Nama :
Fani Holidayani Ritonga
NIM :
227005084
Mata Kuliah : Pembaharuan Hukum
Fani Holidayani Ritonga |
PERBANDINGAN
ASAS LEGALITAS DALAM KUHP LAMA DENGAN UNDANG-UNDANG NO. 1 TAHUN 2023 TENTANG
KUHP BARU SERTA PENGIMPLEMENTASIANNYA
Asas
legalitas (principle of legality) biasa dikenal dalam bahasa latin
sebagai Nullum delictum nulla poena sine praevia lege” (tidak ada delik,
tidak ada pidana tanpa peraturan lebih dahulu). Adagium tersebut sebenarnya
berasal dari Von Feuerbach, sarjana hukum pidana Jerman (1775-1833). Dialah
yang merumuskan dalam pepatah Latin dalam bukunya yang berjudul Lechrbuch
des peinlichen recht (1801).
Menurut Moeljatno asas legalitas adalah
asas yang menentukan bahwa tidak ada peraturan yang dilarang dan diancam dengan
pidana jika tidak ditentukan terlebih dahulu dalam peraturan
perundang-undangan. Asas ini dikenal
dengan nullum delictum nulla poena sine praevia lege yang berarti
tidak ada delik, tidak ada pidana tanpa peraturan lebih dahulu.
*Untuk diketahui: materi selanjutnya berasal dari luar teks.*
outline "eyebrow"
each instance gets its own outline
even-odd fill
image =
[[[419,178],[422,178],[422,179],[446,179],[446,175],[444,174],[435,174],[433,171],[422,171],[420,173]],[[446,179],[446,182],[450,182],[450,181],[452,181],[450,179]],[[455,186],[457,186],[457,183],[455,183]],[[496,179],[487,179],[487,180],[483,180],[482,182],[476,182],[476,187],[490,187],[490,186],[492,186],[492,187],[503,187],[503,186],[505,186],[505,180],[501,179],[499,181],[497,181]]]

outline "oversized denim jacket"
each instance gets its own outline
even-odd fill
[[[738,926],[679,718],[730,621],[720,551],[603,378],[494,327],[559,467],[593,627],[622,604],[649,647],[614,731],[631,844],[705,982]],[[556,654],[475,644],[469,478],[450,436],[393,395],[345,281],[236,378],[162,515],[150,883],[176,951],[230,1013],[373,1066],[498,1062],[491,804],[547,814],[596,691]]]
Dalam KUHP Lama, Asas Legalitas diatur dalam Pasal 1
yang berbunyi :
“(1) Tiada suatu perbuatan yang dapat dihukum kecuali didasarkan
pada ketentuan pidana menurut undang-undang yang telah diadakan lebih dulu.
(2) Jika terjadi perubahan di dalam perundang-undangan setelah
perbuatan itu dilakukan, maka dikenakanlah terhadap si tersangka ketentuan yang
paling menguntungkan baginya.”
Maksud
dari Asas Legalitas dalam KUHP Lama sesuai dengan makna pada Asas lex tempores
delicti, dimana kejahatan itu terjadi maka undang-undang pada saat itulah yang
berlaku. Asas ini disebut juga sebagai Asas Non-Retroaktif yang artinya
larangan berlakunya undang-undang pidana secara surut. Sehingga dalam KUHP
Lama, Asas Legalitas dimaknai dengan tidak adanya perbuatan yang diancam dan
dilarang dengan pidana jika hal tersebut terlebih dahulu belum dinyatakan dalam
suatu undang-undang, untuk menentukan adanya perbuatan pidana tidak boleh
menggunakan analogi, dan aturan hukum pidana tidak berlaku surut.
Dalam
KUHP Baru, Asas Legalitas diatur dalam Pasal 1 yang berbunyi :
“(1) Tidak ada satu perbuatan pun
yang dapat dikenai sanksi pidana dan/atau tindakan kecuali atas perbuatan
pidana dalam peraturan perundang-undangan yang telah ada sebelum perbuatan
dilakukan.
(2) Dalam menetapkan adanya Tindak
Pidana dilarang digunakan analogi.”
Maksud dari Asas
Legalitas dalam KUHP Baru yaitu peraturan
perundang-undangan yang mengandung ancaman pidana harus sudah ada sebelum
tindak pidana. Hal ini berarti bahwa ketentuan pidana tidak boleh berlaku surut.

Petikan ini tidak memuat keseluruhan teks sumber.